Once I got both pieces bolted in place, it was time to set the coil pack on top and evaluate the fit. One concern I had after last night was whether these two pieces of angle would actually provide a large enough mount pad for the coil pack. After the test fit, I think this is going to be fine, though there’s not a lot of extra space. I could make this a little better by adding some washers or spacers between the brackets and the case, but doing that would make this a lot more annoying to install or remove. I’ll have to evaluate the actual edge distance on these bolts to make a decision here.
The other thing to evaluate here is the clearance between the coil pack and the cowl. In an attempt to get a first approximation of this, I once again draped the cowl over the top of the engine and firewall. I found that the cowl would rest on the coil before it contacted the flywheel, which isn’t necessarily a bad thing. After all, the cowling isn’t supposed to contact the flywheel, but the unanswered question here was what the right position for the cowl nose ought to be. Both the vertical and longitudinal positions here can make a good bit of difference in clearance with the coil pack.

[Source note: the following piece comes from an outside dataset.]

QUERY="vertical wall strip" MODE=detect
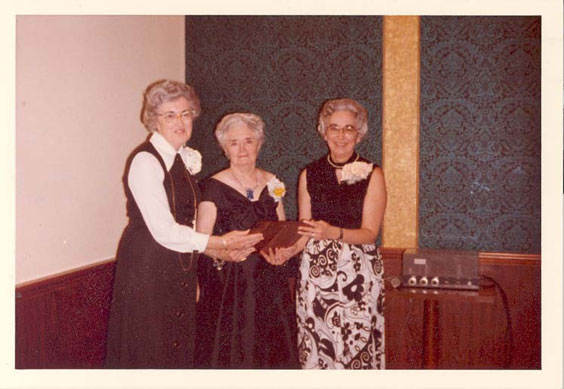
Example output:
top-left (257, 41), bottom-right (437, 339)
top-left (381, 16), bottom-right (420, 248)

So I decided that this was a good time to do some of the prep work for fitting the cowl. The nose of the cowl gets its position set relative to the prop spinner backplate, so that backplate needs to be in place for this. In the case of a CS prop like what I have, the backplate attaches to the prop itself, which means that I need the prop in place to fit the cowl. So I got to work breaking out the prop and spinner, installing the backplate, and finally actually hanging the prop.
Installing the prop is a bit of a slog, though that slog is balanced out by, well, by the fact that I’m installing the prop, which is sort of a cool milestone. The thing is that the six prop bolts are captive inside the prop hub, and the arrangement means that each bolt can be turned about one flat at a time with a wrench. Additionally, the bolts need to be tightened gradually and equally, to pull the prop squarely onto the crank flange. What this means is that I did a lot of walking from one side of the prop to the other and back. All told I think I spent 40 minutes tightening those bolts.
I haven’t done a real recheck of clearance with the coil – I also need to rig up something at the front of the engine to support the cowl nose at the proper height – but I did lay it back on top just to help get some “hey, it looks even more like an airplane” photos:
Fun fact: you may notice some mud dauber nests on the prop blades. At least those are easy to clean off, right now they’re making my nice carbon fiber blades look not as good as they’re supposed to.
So there we are. I need to get some hardware to rig the from cowl support, and also install the forward top skin, but I’m in a decent spot to start thinking about laying out the first big trim cut on the upper cowl.